Stando a quanto riportato dal New York Times, il ritardo nel rilascio del nuovo trattamento è ora oggetto di cause statali e federali in cui circa 26mila pazienti che hanno assunto i vecchi farmaci Hiv di Gilead sostengono che l’azienda li ha inutilmente esposti a problemi renali e ossei. Gli avvocati di Gilead ritengono che le accuse siano prive di fondamento e negano che l’azienda abbia interrotto lo sviluppo del farmaco per aumentare i profitti. A tal proposito, citano una nota interna del 2004 che stimava che Gilead avrebbe potuto aumentare i suoi ricavi di 1 miliardo di dollari in sei anni se avesse rilasciato la nuova versione nel 2008.

Se Gilead fosse stata motivata solo dal profitto, come sostengono i querelanti, la decisione logica sarebbe stata quella di accelerare” lo sviluppo della nuova versione, scrivono gli avvocati. L’avvocato di punta della Gilead, Deborah Telman, in un comunicato precisa che “le decisioni dell’azienda in materia di ricerca e sviluppo sono sempre state, e continuano a essere, guidate dal nostro obiettivo di fornire farmaci sicuri ed efficaci per le persone che li prescrivono e li usano“. Alcune note dell’azienda indicano che Gilead riteneva che la formula aggiornata del farmaco per l’Hiv fosse meno tossica, sulla base di studi condotti in laboratorio e su animali.

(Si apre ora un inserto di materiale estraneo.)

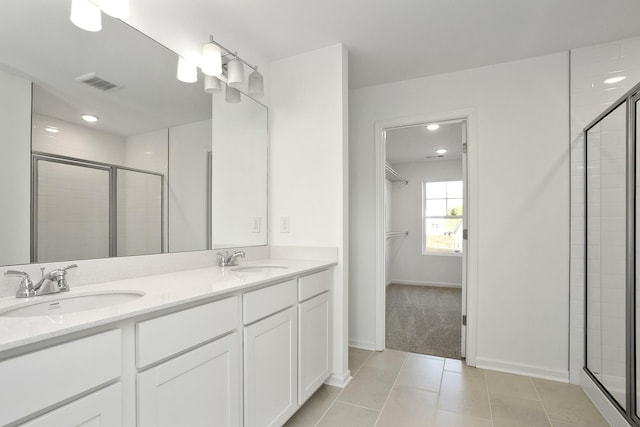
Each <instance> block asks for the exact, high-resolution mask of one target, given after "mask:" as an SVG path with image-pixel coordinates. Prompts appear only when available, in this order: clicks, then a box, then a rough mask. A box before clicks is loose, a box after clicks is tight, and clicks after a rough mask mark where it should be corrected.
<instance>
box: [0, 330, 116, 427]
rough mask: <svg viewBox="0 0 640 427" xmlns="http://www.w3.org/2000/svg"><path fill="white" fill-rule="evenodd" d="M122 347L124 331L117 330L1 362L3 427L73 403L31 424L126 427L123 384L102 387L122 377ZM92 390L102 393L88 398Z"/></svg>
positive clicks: (95, 394) (111, 330)
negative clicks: (60, 403) (123, 422)
mask: <svg viewBox="0 0 640 427" xmlns="http://www.w3.org/2000/svg"><path fill="white" fill-rule="evenodd" d="M121 348H122V347H121V331H120V330H119V329H114V330H111V331H107V332H102V333H98V334H95V335H91V336H87V337H84V338H79V339H76V340H73V341H68V342H64V343H61V344H57V345H53V346H51V347H47V348H44V349H40V350H37V351H33V352H30V353H26V354H23V355H20V356H16V357H13V358H10V359H6V360H3V361H1V362H0V378H1V379H2V383H3V384H4V385H3V387H0V402H1V403H0V408H1V410H0V425H3V426H4V425H7V424H12V423H15V422H16V421H18V420H20V419H24V418H27V417H29V416H32V414H35V413H37V412H40V411H42V410H47V408H55V406H56V405H59V404H60V403H61V402H64V401H69V400H70V401H71V402H70V403H68V404H66V405H65V406H62V407H59V408H57V409H53V410H51V411H50V412H49V413H47V414H45V415H43V416H41V417H39V418H36V419H34V420H32V421H30V422H29V424H27V425H29V426H38V427H41V426H56V427H57V426H61V425H87V426H89V425H97V426H118V425H120V424H121V410H122V409H121V405H122V394H121V392H120V387H119V384H118V383H116V384H115V386H114V385H111V386H110V387H109V389H108V390H109V391H108V392H107V389H106V388H105V389H102V390H100V388H101V387H104V386H106V385H109V384H110V383H114V382H115V381H116V380H117V379H118V378H119V377H120V376H121V374H122V359H121V357H122V356H121V354H122V353H121ZM91 390H97V391H95V392H93V393H92V394H90V395H87V396H84V397H83V395H86V393H87V392H89V391H91ZM73 399H76V400H75V401H73ZM92 423H93V424H92Z"/></svg>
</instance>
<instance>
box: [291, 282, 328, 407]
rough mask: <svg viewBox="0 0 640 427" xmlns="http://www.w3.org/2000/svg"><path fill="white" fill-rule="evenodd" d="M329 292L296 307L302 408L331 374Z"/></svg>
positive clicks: (301, 400) (303, 303) (300, 398)
mask: <svg viewBox="0 0 640 427" xmlns="http://www.w3.org/2000/svg"><path fill="white" fill-rule="evenodd" d="M329 295H330V294H329V292H325V293H324V294H320V295H318V296H317V297H314V298H311V299H310V300H308V301H305V302H303V303H301V304H300V305H299V306H298V321H299V331H298V355H299V359H298V403H299V404H300V405H302V404H303V403H304V402H305V401H306V400H307V399H308V398H309V397H310V396H311V395H312V394H313V393H315V391H316V390H317V389H318V388H320V386H321V385H322V384H323V383H324V382H325V380H326V379H327V378H328V377H329V375H331V340H330V334H331V313H330V298H329Z"/></svg>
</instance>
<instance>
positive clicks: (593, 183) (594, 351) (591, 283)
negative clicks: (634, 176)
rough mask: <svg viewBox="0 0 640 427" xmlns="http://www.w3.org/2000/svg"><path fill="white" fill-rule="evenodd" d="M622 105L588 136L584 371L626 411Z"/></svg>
mask: <svg viewBox="0 0 640 427" xmlns="http://www.w3.org/2000/svg"><path fill="white" fill-rule="evenodd" d="M626 111H627V110H626V104H625V103H623V104H621V105H620V106H619V107H618V108H616V109H614V110H612V111H611V112H610V113H609V114H607V115H606V116H605V117H604V118H602V120H600V121H599V122H598V123H597V124H596V125H594V126H593V127H591V128H590V129H589V130H588V132H587V150H586V152H587V158H586V164H585V167H586V187H587V191H586V206H587V209H586V210H587V218H586V221H587V224H586V236H587V242H586V275H587V280H586V283H587V289H586V298H587V303H586V305H587V307H586V308H587V319H586V330H587V358H586V367H587V368H588V370H589V371H590V372H591V374H592V375H593V376H594V377H595V378H596V379H597V380H598V381H599V382H600V383H601V384H602V386H603V387H604V389H606V391H607V392H608V393H609V394H610V395H611V396H612V397H613V399H615V401H616V402H617V403H618V404H619V405H620V407H621V408H623V409H625V408H626V407H627V371H626V370H627V347H626V342H627V337H626V331H627V327H626V313H627V311H626V301H627V299H626V249H627V248H626V244H627V239H626V237H627V222H626V219H627V215H626V214H627V210H626V207H627V167H626V165H627V160H626V159H627V144H626V142H627V138H626V132H627V131H626V129H627V126H626V125H627V123H626Z"/></svg>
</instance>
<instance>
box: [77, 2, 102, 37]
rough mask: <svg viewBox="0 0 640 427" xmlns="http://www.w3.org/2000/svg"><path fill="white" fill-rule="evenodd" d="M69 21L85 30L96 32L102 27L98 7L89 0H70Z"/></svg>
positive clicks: (100, 17)
mask: <svg viewBox="0 0 640 427" xmlns="http://www.w3.org/2000/svg"><path fill="white" fill-rule="evenodd" d="M69 18H70V19H71V22H73V24H74V25H75V26H76V27H78V28H82V29H83V30H85V31H91V32H96V31H100V30H101V29H102V14H101V13H100V7H99V6H97V5H96V4H94V3H93V2H91V1H89V0H71V16H70V17H69Z"/></svg>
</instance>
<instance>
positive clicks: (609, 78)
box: [604, 76, 627, 85]
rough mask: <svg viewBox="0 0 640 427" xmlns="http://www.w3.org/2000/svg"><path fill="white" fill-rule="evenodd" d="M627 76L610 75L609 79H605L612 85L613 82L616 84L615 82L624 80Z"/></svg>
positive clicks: (613, 82)
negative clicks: (610, 75) (611, 76)
mask: <svg viewBox="0 0 640 427" xmlns="http://www.w3.org/2000/svg"><path fill="white" fill-rule="evenodd" d="M626 78H627V76H616V77H610V78H608V79H607V80H605V81H604V83H605V84H607V85H612V84H615V83H619V82H621V81H623V80H624V79H626Z"/></svg>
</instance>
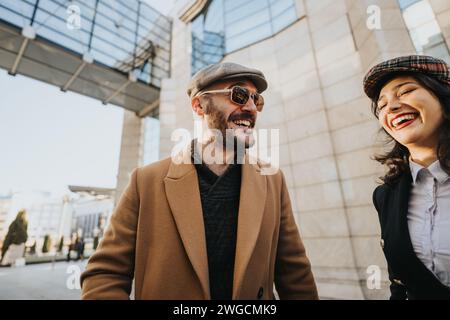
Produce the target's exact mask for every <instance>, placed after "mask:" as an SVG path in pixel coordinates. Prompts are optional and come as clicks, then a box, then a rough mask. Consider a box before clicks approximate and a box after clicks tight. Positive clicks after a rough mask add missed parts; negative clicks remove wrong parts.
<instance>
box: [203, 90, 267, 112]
mask: <svg viewBox="0 0 450 320" xmlns="http://www.w3.org/2000/svg"><path fill="white" fill-rule="evenodd" d="M235 88H239V89H242V90H244V91H246V92H247V94H248V98H247V101H246V102H245V103H244V104H241V103H238V102H236V101H234V100H233V90H234V89H235ZM208 93H229V94H230V95H229V98H230V101H231V102H233V103H235V104H237V105H239V106H241V107H243V106H245V105H246V104H247V102H248V100H249V99H250V98H251V99H252V100H253V103H254V104H255V106H256V109H257V110H258V112H261V111H262V109H263V107H264V98H263V96H262V95H261V94H259V93H258V92H250V90H248V89H247V88H244V87H241V86H233V87H231V88H229V89H221V90H209V91H203V92H200V93H199V94H198V95H197V97H200V96H202V95H205V94H208ZM256 95H258V96H259V97H260V99H262V104H260V105H259V106H258V105H257V104H256V103H255V96H256Z"/></svg>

GLI STUDI SUL NUOVO FARMACO HIV

Questi studi hanno dimostrato che la nuova formulazione presentava due vantaggi in grado di ridurre gli effetti collaterali. Rispetto alla formulazione originale, il tenofovir è molto più efficace nel raggiungere le cellule bersaglio. Inoltre, poteva essere somministrato a una dose inferiore. La nuova versione “potrebbe tradursi in un migliore profilo di effetti collaterali e in una minore tossicità legata al farmaco“, si legge in una nota interna del 2002. Nello stesso anno, è stato avviato il primo studio clinico sull’uomo della nuova versione. Un dipendente di Gilead tracciò un calendario di sviluppo che avrebbe portato la nuova formulazione sul mercato nel 2006. Ma nel 2003 i dirigenti di Gilead cominciarono a non voler affrettare i tempi. Dai verbali di una riunione interna emerge che il timore era che così facendo avrebbero “cannibalizzato” il mercato in crescita della versione più vecchia del tenofovir.

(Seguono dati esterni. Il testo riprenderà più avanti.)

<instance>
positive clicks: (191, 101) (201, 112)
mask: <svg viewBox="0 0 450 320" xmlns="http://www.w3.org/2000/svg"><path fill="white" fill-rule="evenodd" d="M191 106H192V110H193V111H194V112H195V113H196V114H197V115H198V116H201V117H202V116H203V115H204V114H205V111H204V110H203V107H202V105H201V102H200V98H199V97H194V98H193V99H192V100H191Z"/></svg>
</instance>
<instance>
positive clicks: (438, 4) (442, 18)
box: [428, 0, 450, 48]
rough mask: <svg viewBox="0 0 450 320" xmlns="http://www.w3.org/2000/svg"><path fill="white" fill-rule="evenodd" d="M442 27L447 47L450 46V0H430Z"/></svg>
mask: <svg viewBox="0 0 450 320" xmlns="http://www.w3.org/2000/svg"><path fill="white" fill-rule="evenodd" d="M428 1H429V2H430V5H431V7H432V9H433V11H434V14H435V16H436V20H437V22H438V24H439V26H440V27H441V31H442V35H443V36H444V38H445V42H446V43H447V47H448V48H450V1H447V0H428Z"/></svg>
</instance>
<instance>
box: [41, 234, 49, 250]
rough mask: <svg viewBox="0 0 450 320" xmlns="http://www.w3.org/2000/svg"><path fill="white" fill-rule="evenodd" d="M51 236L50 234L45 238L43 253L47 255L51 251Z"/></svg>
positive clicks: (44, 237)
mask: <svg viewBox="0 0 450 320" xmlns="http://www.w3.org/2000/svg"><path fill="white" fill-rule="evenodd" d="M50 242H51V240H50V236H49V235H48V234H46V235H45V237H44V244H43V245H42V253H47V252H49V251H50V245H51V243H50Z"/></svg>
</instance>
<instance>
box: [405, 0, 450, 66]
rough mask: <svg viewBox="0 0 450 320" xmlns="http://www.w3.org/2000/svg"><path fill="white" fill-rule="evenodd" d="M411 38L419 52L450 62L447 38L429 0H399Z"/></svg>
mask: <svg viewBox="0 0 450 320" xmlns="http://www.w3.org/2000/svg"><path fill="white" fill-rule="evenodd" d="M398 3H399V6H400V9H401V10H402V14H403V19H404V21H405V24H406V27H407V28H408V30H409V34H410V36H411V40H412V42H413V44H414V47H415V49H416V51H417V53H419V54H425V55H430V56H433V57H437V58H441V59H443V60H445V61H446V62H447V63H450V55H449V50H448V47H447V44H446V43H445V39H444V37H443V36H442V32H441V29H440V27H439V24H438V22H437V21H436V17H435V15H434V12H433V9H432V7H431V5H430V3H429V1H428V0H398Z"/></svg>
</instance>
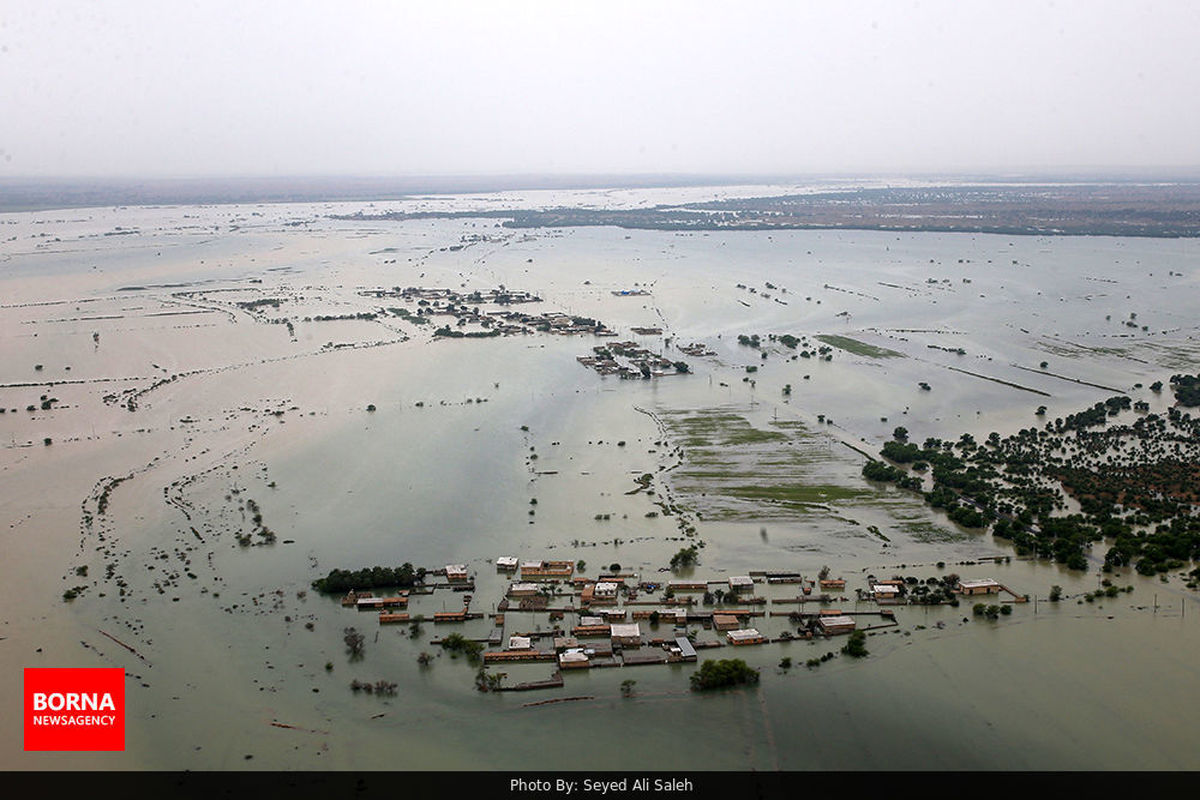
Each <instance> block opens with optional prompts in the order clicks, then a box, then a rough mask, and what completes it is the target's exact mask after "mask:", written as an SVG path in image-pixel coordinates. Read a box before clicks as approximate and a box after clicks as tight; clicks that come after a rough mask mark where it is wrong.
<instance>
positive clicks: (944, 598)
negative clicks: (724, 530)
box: [313, 546, 1030, 699]
mask: <svg viewBox="0 0 1200 800" xmlns="http://www.w3.org/2000/svg"><path fill="white" fill-rule="evenodd" d="M695 559H696V547H695V546H694V547H690V548H684V549H682V551H680V552H679V553H677V555H676V557H674V559H673V564H672V566H680V565H690V564H694V563H695ZM997 560H998V559H997ZM494 565H496V572H497V575H498V576H500V577H502V578H503V579H504V581H505V583H506V588H505V590H504V595H503V597H499V599H488V600H485V603H486V606H484V608H486V610H484V609H481V608H480V604H481V603H480V602H479V600H478V599H476V596H475V591H476V588H475V575H473V573H472V572H470V570H469V569H468V567H467V565H464V564H448V565H445V566H443V567H439V569H432V570H427V569H424V567H420V569H414V567H413V566H412V564H404V565H403V566H402V567H398V569H395V570H391V569H384V567H376V569H374V570H361V571H358V572H349V571H344V570H334V571H332V572H330V575H329V576H326V577H325V578H320V579H318V581H316V582H314V583H313V588H314V589H317V590H319V591H323V593H326V594H337V593H338V591H340V590H342V589H344V588H346V587H348V585H349V587H379V585H382V584H391V585H388V587H385V588H386V589H388V590H386V591H378V593H377V590H373V589H365V588H358V589H356V588H350V589H349V590H348V591H346V594H344V595H341V604H342V607H343V608H347V609H353V610H355V612H360V613H365V614H371V615H373V616H374V620H376V624H377V625H378V626H390V625H407V626H409V628H410V632H412V636H413V637H415V636H418V634H419V632H420V627H421V625H422V624H424V622H432V624H433V625H434V627H436V634H434V638H432V639H431V640H430V644H431V645H433V646H440V648H443V649H444V650H448V651H450V652H451V655H452V657H458V656H460V655H461V656H464V657H466V660H467V661H468V662H469V663H470V664H473V666H478V672H476V674H475V685H476V688H479V690H480V691H485V692H486V691H502V692H503V691H533V690H546V688H559V687H563V686H564V685H566V681H568V680H569V679H565V678H564V674H565V673H569V672H575V670H581V669H595V668H610V667H638V666H653V664H674V663H686V662H696V661H697V660H698V654H700V651H702V650H704V651H708V650H713V649H721V648H734V649H737V648H746V646H755V645H767V644H786V643H792V642H814V640H822V639H832V638H835V637H847V644H846V645H845V646H842V648H841V652H844V654H846V655H848V656H852V657H860V656H865V655H866V654H868V650H866V648H865V644H864V640H865V637H866V634H868V633H871V632H875V631H882V630H886V628H894V627H896V626H898V625H899V621H898V615H896V614H898V607H904V606H908V604H917V606H922V604H926V606H928V604H942V603H947V604H949V606H954V607H958V606H960V604H961V603H962V602H972V603H973V613H974V615H977V616H986V618H989V619H996V618H997V616H1000V615H1001V614H1006V615H1007V614H1010V613H1012V609H1013V606H1014V604H1018V603H1026V602H1028V601H1030V596H1028V595H1026V594H1019V593H1018V591H1015V590H1013V589H1010V588H1009V587H1007V585H1004V584H1002V583H1000V582H998V581H996V579H992V578H960V577H959V576H958V575H955V573H946V575H944V576H943V577H929V578H917V577H912V576H910V577H902V576H894V577H889V578H876V576H874V575H871V576H866V582H865V587H848V585H847V582H846V579H845V578H842V577H832V576H830V573H829V569H828V567H822V570H821V571H820V572H818V573H817V576H816V577H814V578H809V577H805V576H804V575H802V573H800V572H790V571H763V570H758V571H754V570H751V571H749V572H748V573H746V575H734V576H730V577H727V578H712V579H706V578H700V577H690V578H673V577H672V578H667V579H650V578H647V577H644V576H642V575H638V573H636V572H631V571H624V570H622V567H620V565H619V564H612V565H610V566H608V567H607V569H606V570H604V571H601V573H600V575H598V576H596V577H594V578H593V577H587V576H583V575H580V572H582V571H583V570H584V569H586V566H587V563H586V561H582V560H581V561H575V560H522V559H518V558H517V557H514V555H503V557H499V558H497V559H496V563H494ZM943 566H944V565H943ZM401 585H403V587H406V588H400V587H401ZM443 593H450V594H451V595H452V596H454V599H455V600H452V601H451V602H450V603H449V604H450V606H457V604H460V603H461V608H456V609H455V610H434V612H433V613H432V614H428V613H418V612H416V610H414V608H415V607H421V608H428V607H431V606H433V604H436V603H434V602H433V600H432V597H433V596H434V595H439V594H440V595H443V596H444V594H443ZM980 601H985V602H980ZM442 606H443V608H445V607H446V606H448V603H446V602H445V601H442ZM530 619H533V620H536V621H535V622H534V625H533V626H532V628H530V626H529V625H528V621H529V620H530ZM936 625H937V626H938V627H944V622H942V621H938V622H937V624H936ZM460 626H462V627H464V628H466V630H467V632H466V633H463V632H458V631H454V632H443V631H444V630H446V628H451V627H460ZM362 640H364V634H362V633H360V632H359V631H358V628H356V627H355V626H353V625H352V626H348V627H347V628H346V643H347V648H348V650H349V651H350V654H352V656H353V655H355V654H356V652H361V646H362ZM784 652H785V656H784V658H782V661H781V662H780V666H781V667H782V668H785V669H788V668H791V667H792V663H793V660H792V657H791V656H788V655H786V652H787V651H786V650H785V651H784ZM830 657H834V654H832V652H828V654H826V655H824V656H822V657H818V658H809V660H808V661H806V664H805V666H808V667H809V668H814V667H817V666H820V664H821V663H823V662H824V661H826V660H828V658H830ZM431 660H432V656H431V654H428V652H425V651H422V652H421V654H420V656H419V661H420V663H421V664H422V666H424V664H427V663H428V662H430V661H431ZM517 663H536V664H544V666H547V667H548V668H550V674H548V675H547V676H546V678H544V679H540V680H526V681H520V682H508V681H506V679H508V673H502V672H488V668H498V667H504V666H506V664H517ZM714 664H715V667H714V668H707V667H706V668H704V669H702V670H700V672H697V673H694V674H692V676H691V684H692V688H697V690H702V688H710V687H719V686H726V685H732V684H738V682H755V681H756V680H757V674H756V672H755V670H752V669H750V668H749V667H746V666H745V662H744V661H742V660H737V658H736V657H732V658H725V657H722V658H721V660H720V661H718V662H714ZM634 682H636V681H634V680H626V681H624V682H623V686H622V688H623V692H625V691H630V687H631V686H632V684H634ZM352 688H354V691H364V690H365V691H368V692H370V691H373V690H374V688H376V687H374V685H372V684H360V682H359V681H354V684H353V685H352ZM379 691H382V692H386V691H388V685H386V682H383V684H380V686H379ZM560 699H571V698H560Z"/></svg>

L’allora responsabile della ricerca di Gilead, Norbert Bischofberger, incaricò gli analisti dell’azienda di esplorare il potenziale della nuova formulazione come “strategia di estensione” della proprietà intellettuale, secondo l’e-mail di un collega. L’analisi è sfociata in una nota del settembre 2003 che descriveva come Gilead avrebbe sviluppato la nuova formulazione per “sostituire” quella originale, con uno sviluppo “programmato in modo tale da essere lanciato nel 2015“. Nel migliore dei casi, gli analisti dell’azienda hanno calcolato che la strategia avrebbe generato più di 1 miliardo di dollari di profitti annuali tra il 2018 e il 2020.